Septic arthritis (SA) is considered a medical emergency. The most common etiological agents are glucose consuming bacteria, so we evaluated the clinical utility of synovial fluid (SF) glucose levels and other biochemical parameters for supporting the diagnosis of the disease and their association with a positive bacteria culture and joint destruction.
Adult patients with SA diagnose were enrolled prospectively between July 2018 and October 2019. As control group, adults with knee osteoarthritis, meniscus and/or knee ligaments lesions were enrolled. SF samples were obtained from the joints by arthrocentesis/arthrotomy. Microbiological analyses of SF were performed using Brucella broth blood culture flasks, samples were incubated at 37°C with 5% CO2 for 24 hours. Gram stain, chocolate and blood agar were used for the identification and growth of the bacteria. SF glucose levels, pH and leukocyte esterase were measured as biochemical parameters using a glucometer and colorimetric test strips. The Outerbridge classification was used for grading the osteochondral injury. Furthermore, blood samples were collected from patients and control subjects for determining glucose levels.

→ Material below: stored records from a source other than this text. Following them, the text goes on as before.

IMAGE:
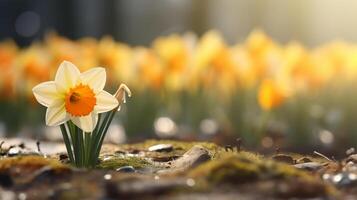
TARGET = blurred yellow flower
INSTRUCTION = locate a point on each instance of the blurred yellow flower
(270, 95)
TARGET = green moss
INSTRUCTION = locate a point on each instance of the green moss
(117, 162)
(178, 145)
(245, 166)
(30, 162)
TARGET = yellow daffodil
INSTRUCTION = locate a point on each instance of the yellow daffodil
(75, 96)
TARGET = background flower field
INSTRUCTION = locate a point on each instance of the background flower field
(188, 86)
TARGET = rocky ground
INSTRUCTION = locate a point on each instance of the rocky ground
(173, 170)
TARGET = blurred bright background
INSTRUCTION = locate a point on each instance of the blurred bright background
(275, 73)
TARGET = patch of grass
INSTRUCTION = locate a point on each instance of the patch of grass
(244, 167)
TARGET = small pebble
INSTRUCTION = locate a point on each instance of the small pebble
(161, 148)
(311, 166)
(107, 176)
(284, 158)
(350, 151)
(126, 169)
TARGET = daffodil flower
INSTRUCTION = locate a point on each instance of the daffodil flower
(75, 96)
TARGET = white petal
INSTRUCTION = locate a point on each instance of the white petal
(86, 123)
(56, 114)
(46, 93)
(95, 78)
(67, 76)
(105, 102)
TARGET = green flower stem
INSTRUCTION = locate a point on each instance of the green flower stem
(107, 124)
(84, 148)
(67, 143)
(87, 142)
(102, 132)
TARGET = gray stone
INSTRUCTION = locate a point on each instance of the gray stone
(161, 148)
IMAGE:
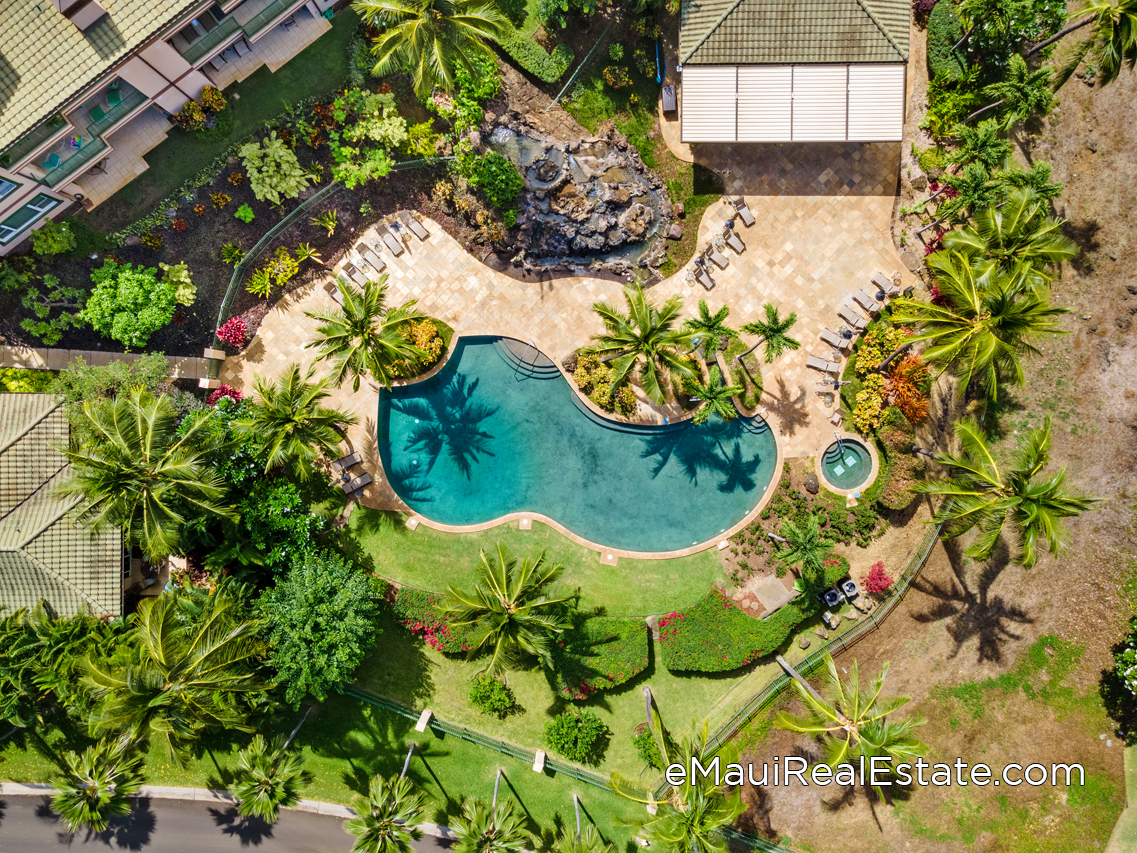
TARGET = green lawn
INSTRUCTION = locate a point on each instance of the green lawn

We included 8 subjects with knee ligaments lesions, 6 with meniscus lesions and 5 with osteoarthritis as control group, as well as 20 patients with SA diagnose. The mean age of the patients was 57.8 years with a 65% of male predominance. The most common affected joint was the knee (85%). SF culture was positive in 60% of the cases and the most common etiological agent was Staphylococcus aureus (58.3%). SF glucose levels from patients were lower than the controls (P=0.0018) and showed the lowest concentration in patients with a positive culture (P=0.0004). There was also a difference between blood and SF glucose concentration from the positive culture patients (P<0.0001). Leucocyte esterase presented the highest values in positive culture patients (P=<0.0001) and a more acidic pH was found compared to the control group (P<0.0001). Regarding the osteochondral injury, the lowest concentrations of SF glucose were found in patients with a higher grade in the classification (P = 0.0046).
SF glucose and leukocyte esterase concentrations might be a quick and cheap useful parameter for the physician for distinguishing between bacterial infection and not infected joint. In addition, the lowest SF glucose levels might give information about the joint damage due to the disease.